The correlation between children’s low level pesticide exposure and onset of ADHD symptoms also was supported by another study by Roberts et al. This finding is consistent with animal studies that treated animals with a controlled concentration of pesticides and found correlation with ADHD and autistic symptoms [61].
Prenatal exposure to air pollutants is an interesting concept in the context of ADHD etiology. However, the study by Oudin et al. did not find a significant association between prenatal exposure to theses toxic substances and the risk of developing ADHD in the offspring [62].
In line with maternal exposure to chemicals during pregnancy, one large, cohort study has investigated the influence of amalgam, a chemical used for filling teethes in dentistry, on the offspring’s ADHD risk. The authors failed to find any significant correlation between mother's amalgam fillings during pregnancy and children’s risk of ADHD [63].

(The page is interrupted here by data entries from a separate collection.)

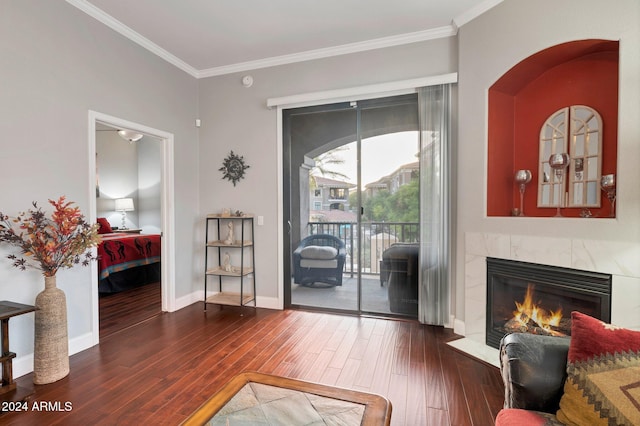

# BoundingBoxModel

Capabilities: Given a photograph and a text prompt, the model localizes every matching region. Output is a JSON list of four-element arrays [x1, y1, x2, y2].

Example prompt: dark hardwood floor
[[5, 304, 504, 425], [99, 282, 162, 338]]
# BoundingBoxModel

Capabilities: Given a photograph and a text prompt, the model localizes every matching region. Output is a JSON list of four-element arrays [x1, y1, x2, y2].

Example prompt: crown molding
[[66, 0, 499, 79], [65, 0, 200, 78], [452, 0, 504, 31], [197, 26, 456, 78]]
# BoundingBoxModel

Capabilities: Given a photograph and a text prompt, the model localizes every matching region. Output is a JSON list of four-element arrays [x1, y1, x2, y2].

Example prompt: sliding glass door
[[283, 94, 420, 317]]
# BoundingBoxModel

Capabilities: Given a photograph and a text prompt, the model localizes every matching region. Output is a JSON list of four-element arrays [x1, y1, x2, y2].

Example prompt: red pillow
[[566, 311, 640, 363], [556, 312, 640, 425], [97, 217, 113, 234]]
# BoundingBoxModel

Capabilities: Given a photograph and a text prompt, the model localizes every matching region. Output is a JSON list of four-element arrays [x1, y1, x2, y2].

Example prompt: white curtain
[[418, 84, 451, 325]]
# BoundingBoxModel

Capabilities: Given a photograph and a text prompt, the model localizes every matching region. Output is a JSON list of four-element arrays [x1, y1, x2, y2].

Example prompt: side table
[[115, 228, 142, 234], [181, 371, 392, 426], [0, 301, 36, 396]]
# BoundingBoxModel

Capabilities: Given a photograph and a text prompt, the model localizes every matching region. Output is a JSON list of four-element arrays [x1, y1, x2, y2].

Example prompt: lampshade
[[114, 198, 134, 212], [117, 129, 143, 143]]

Inborn errors of metabolism
According to the literature, a number of inborn errors of metabolism are associated with attention deficit and hyperactive behavior. The characteristic symptoms of ADHD as mentioned earlier, were observed in 28% of cases born with succinic semialdehyde dehydrogenase deficiency [64]. Interestingly, Antshel et al. revealed that prenatal exposure to elevated levels of phenylalanine as in phenylketonuria is correlated with expressing hyperactive/impulsive behavior, while postnatal exposure to this metabolite is associated with inattentive symptoms [65, 66]. According to Arnold et al. 26% of 38 children with phenylketonuria consumed anti-inattentive medications [67].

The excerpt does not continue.